TUBB is in the business of facilitating the sale of businesses. TUBB facilitates the sale of businesses through a combination of internet listing of available businesses, screening potential buyers, and by bringing prospective buyers to sellers. Seller desires to obtain the services of TUBB in connection with the sale or merger of the Business.

NOW THEREFORE, in consideration of the mutual promises, terms and conditions in this Agreement, TUBB and Seller agree as follows:


1. PERFORMANCE FEE: Seller agrees to pay TUBB a performance fee of 10% of the sales price as defined in the purchase agreement between Seller and the Buyer of the Business (“Buyer”). The minimum performance fee is $_____________.

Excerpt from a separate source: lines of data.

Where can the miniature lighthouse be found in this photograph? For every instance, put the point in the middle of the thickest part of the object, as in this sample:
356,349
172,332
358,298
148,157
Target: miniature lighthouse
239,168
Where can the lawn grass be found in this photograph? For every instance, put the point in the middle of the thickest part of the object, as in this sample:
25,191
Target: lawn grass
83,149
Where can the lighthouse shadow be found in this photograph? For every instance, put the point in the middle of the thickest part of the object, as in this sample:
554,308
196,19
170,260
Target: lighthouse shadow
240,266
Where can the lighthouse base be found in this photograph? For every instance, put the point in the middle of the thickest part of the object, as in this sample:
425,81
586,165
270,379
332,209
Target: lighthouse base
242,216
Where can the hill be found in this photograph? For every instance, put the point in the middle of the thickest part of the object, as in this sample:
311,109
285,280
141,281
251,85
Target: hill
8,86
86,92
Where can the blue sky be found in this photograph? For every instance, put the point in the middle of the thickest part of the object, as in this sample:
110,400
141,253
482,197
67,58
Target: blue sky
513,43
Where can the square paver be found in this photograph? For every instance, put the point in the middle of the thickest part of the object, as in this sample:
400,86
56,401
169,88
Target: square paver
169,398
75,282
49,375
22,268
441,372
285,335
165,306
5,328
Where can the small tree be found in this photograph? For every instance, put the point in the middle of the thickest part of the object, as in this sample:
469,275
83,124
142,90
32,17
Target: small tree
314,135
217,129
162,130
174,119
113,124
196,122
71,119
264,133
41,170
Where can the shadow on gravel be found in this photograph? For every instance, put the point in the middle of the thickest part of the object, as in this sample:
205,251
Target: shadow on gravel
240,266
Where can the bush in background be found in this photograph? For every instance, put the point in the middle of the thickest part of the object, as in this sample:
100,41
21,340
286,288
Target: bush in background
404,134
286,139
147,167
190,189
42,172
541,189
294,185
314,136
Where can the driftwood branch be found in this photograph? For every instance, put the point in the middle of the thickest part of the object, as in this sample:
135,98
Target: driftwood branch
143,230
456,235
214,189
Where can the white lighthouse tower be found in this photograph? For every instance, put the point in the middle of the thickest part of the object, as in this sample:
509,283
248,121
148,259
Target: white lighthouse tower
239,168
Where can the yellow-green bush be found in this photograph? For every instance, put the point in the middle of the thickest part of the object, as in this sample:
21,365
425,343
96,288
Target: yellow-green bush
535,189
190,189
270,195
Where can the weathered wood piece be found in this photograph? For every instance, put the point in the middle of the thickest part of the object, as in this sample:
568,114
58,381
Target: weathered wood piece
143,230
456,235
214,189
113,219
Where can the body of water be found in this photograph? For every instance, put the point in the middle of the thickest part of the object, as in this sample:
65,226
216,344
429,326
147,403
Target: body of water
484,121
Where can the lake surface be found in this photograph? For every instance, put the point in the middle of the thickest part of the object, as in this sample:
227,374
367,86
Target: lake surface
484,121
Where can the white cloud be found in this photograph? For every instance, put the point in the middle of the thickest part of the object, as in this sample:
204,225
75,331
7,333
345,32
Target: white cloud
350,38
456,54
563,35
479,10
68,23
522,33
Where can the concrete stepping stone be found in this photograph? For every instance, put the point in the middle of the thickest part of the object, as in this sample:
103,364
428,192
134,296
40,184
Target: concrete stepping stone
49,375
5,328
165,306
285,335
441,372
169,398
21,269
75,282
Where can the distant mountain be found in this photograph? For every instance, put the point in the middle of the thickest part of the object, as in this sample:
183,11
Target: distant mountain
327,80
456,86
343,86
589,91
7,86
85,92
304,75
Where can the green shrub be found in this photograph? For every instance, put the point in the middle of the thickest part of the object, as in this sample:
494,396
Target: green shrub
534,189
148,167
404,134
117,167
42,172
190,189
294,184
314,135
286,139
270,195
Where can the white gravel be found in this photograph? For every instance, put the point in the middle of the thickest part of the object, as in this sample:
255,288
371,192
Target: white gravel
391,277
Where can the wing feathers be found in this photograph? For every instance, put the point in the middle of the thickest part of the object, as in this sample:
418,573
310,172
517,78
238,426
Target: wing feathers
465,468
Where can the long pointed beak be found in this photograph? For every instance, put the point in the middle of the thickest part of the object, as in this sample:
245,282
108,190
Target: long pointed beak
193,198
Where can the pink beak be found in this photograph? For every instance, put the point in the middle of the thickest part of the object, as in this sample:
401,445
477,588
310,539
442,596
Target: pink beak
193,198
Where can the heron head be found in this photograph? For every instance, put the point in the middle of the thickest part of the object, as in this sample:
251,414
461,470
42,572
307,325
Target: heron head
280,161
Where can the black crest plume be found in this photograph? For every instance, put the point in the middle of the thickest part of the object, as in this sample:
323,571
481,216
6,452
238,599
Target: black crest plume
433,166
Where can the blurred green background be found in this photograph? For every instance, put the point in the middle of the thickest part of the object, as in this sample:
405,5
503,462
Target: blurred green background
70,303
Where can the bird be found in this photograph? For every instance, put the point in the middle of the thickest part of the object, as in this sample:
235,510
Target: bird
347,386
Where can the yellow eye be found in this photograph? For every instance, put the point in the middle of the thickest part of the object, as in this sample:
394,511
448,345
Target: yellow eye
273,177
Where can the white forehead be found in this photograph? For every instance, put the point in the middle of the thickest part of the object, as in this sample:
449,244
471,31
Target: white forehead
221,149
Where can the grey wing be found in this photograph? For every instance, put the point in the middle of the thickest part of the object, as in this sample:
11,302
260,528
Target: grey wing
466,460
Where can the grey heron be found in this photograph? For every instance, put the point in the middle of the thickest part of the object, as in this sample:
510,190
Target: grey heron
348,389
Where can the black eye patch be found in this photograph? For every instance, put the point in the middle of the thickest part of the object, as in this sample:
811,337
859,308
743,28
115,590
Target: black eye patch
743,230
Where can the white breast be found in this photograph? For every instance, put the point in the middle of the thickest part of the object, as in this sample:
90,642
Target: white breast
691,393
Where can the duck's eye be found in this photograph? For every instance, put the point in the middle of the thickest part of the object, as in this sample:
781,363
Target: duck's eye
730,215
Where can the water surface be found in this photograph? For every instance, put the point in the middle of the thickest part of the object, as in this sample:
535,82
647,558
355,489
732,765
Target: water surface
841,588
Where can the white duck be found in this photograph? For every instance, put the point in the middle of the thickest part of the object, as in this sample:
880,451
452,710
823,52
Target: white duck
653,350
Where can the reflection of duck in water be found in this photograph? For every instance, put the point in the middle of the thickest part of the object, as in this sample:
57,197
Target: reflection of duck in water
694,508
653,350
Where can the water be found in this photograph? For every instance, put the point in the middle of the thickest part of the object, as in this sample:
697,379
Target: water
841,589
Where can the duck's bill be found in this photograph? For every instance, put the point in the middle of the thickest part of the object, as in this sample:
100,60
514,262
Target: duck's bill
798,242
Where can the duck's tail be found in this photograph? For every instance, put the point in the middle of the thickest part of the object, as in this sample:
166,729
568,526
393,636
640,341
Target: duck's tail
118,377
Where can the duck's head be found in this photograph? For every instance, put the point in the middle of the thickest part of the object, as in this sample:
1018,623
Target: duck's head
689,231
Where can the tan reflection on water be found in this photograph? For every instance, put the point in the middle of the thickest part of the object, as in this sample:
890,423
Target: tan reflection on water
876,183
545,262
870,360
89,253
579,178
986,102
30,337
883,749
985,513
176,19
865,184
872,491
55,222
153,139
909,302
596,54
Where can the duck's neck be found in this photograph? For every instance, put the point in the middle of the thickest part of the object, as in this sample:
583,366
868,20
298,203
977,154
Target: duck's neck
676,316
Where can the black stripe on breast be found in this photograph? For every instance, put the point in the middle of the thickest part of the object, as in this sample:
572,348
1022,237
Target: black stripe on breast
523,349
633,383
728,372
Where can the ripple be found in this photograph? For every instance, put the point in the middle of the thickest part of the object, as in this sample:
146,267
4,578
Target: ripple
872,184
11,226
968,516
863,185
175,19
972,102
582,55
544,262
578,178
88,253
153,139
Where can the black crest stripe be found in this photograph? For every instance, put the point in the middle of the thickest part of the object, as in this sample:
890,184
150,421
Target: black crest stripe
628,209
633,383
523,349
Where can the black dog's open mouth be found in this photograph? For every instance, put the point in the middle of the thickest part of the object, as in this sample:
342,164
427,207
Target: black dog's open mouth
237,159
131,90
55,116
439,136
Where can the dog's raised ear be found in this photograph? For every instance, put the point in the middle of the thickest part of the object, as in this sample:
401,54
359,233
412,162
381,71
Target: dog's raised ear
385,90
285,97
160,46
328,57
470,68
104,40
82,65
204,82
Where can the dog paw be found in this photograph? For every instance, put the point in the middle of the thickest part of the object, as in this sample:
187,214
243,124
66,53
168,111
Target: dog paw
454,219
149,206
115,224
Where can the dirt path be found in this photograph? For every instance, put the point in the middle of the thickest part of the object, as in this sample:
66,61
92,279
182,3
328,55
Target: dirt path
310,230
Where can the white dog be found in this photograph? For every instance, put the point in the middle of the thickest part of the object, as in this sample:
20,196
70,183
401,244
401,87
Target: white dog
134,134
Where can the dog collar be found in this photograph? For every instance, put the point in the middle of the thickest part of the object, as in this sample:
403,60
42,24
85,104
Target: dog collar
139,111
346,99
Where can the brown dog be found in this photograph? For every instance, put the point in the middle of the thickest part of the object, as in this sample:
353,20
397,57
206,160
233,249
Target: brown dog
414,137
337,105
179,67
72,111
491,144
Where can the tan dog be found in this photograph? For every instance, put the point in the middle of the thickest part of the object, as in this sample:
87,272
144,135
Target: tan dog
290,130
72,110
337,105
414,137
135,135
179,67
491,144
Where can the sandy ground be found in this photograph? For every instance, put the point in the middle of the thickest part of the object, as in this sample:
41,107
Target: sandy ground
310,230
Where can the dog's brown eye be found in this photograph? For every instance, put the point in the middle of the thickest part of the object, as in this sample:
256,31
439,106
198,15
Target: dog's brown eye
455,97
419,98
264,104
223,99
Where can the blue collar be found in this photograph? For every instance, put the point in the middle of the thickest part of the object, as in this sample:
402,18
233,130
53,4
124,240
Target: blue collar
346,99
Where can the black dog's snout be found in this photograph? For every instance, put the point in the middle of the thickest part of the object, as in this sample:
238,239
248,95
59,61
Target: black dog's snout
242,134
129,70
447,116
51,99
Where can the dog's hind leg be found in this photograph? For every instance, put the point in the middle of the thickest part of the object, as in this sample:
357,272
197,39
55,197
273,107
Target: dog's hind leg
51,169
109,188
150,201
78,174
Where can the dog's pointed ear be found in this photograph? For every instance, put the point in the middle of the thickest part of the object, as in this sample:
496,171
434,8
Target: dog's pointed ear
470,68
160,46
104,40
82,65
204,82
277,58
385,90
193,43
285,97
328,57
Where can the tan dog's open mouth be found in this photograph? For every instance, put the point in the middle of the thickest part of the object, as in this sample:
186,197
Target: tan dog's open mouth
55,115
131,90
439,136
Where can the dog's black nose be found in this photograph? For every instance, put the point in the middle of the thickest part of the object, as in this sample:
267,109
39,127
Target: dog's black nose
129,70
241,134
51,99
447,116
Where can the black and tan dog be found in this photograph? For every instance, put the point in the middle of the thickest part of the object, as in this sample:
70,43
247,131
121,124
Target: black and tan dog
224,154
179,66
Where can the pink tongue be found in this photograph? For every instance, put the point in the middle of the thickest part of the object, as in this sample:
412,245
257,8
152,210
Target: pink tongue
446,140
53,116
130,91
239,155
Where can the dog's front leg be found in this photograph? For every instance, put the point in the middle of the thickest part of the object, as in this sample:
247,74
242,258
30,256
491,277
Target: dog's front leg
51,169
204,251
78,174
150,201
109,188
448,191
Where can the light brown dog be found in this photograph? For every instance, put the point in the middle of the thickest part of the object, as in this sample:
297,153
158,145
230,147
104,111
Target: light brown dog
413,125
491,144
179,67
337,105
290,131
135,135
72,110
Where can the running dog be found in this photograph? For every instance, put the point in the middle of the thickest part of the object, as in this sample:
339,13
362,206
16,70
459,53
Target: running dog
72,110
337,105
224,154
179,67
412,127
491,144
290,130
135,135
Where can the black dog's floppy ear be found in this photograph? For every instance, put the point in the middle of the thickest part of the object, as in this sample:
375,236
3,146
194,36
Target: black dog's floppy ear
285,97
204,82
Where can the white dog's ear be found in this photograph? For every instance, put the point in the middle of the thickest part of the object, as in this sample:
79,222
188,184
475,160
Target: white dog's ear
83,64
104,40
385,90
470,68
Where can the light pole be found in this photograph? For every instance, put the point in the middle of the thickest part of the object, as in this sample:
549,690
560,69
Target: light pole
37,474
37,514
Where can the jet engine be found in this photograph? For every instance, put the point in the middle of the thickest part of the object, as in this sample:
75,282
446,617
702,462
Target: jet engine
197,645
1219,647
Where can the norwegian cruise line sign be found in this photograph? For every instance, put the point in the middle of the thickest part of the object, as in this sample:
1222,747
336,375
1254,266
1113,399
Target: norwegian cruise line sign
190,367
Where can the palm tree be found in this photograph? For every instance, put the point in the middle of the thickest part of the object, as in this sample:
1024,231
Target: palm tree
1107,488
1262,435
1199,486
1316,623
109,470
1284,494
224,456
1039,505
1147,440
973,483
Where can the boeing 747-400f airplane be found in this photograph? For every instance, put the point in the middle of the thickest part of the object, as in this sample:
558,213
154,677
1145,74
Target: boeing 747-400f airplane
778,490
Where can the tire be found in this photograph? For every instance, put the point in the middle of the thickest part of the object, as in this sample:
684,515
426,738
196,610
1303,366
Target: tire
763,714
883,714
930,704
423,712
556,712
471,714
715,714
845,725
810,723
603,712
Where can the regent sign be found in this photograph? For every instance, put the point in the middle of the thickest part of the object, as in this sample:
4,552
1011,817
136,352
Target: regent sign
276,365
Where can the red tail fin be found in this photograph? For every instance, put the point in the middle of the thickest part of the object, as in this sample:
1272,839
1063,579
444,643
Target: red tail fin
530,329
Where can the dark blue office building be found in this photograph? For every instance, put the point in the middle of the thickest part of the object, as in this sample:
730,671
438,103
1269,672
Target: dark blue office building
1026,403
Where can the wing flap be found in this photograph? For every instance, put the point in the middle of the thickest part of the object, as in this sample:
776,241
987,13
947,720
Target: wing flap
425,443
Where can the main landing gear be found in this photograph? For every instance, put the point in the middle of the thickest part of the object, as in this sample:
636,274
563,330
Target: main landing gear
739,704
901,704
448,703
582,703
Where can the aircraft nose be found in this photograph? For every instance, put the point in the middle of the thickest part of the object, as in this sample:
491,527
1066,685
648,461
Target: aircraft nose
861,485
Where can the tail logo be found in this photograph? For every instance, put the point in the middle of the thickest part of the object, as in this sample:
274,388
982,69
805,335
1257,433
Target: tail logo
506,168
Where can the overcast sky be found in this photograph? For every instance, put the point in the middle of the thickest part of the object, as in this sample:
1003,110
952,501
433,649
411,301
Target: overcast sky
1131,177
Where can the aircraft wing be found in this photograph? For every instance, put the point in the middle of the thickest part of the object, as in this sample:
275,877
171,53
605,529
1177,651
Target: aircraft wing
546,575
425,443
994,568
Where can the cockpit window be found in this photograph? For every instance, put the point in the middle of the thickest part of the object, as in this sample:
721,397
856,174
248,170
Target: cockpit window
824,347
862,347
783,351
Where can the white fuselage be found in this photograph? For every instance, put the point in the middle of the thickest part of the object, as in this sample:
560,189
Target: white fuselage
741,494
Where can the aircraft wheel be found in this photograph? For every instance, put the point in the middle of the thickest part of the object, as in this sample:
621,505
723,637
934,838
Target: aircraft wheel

2. WHEN PAYABLE: The performance fee shall be due and payable at the closing of the sale or merger. The performance fee shall be due and payable according to the terms and conditions of this Agreement if the Business is sold, conveyed, merged into another business or entity, or in any manner transferred (I) within the term of the Agreement regardless of Buyer or other transferee, or (II) within two (2) years after the termination of this Agreement if Buyer or other transferee is one with whom Seller or TUBB had negotiations or contact regarding the sale or transfer of the Business during the term of this Agreement.
 

3. EXCLUSIVE RIGHT: Seller understands that TUBB has an exclusive right to sell/merge this business. Seller must refer ALL contacts and/or inquiries regarding the sale of said business to TUBB during the listing period.
 

4. TERM OF AGREEMENT: This agreement shall commence on the day and year set forth below and continues for a MINIMUM period of ninety (90) days from the date of this agreement. This agreement shall automatically renew for consecutive thirty-day periods until Seller gives TUBB thirty (30) days written notice of intent to cancel.
 

5. DISCLOSURE: Seller acknowledges that all information provided to TUBB is true and complete to the best of Seller’s knowledge.
 

6. GOVERNING LAW: Should any action be commenced to enforce TUBB’ rights herein, the laws of the State of Virginia shall control. Suit will be brought in Fairfax County, Virginia.
 

7. RECOVERY OF COLLECTION EXPENSES: TUBB shall be entitled to recover the expenses connected therewith, including attorney fees, court costs, and/or any other reasonable collection costs that may be incurred relating to this listing agreement.
 

8. ACKNOWLEDGEMENT: Seller acknowledges that Seller has read this agreement and that Seller will receive a signed copy once accepted by TUBB.
 

9. EFFECTIVE DATE: The effective date of this agreement shall be the date signed by Seller.
 

10. OTHER PROVISIONS:_____________________

____________________________
Seller:


Date signed: _____________________

Tax USA Business Brokers & Tax USA Inc.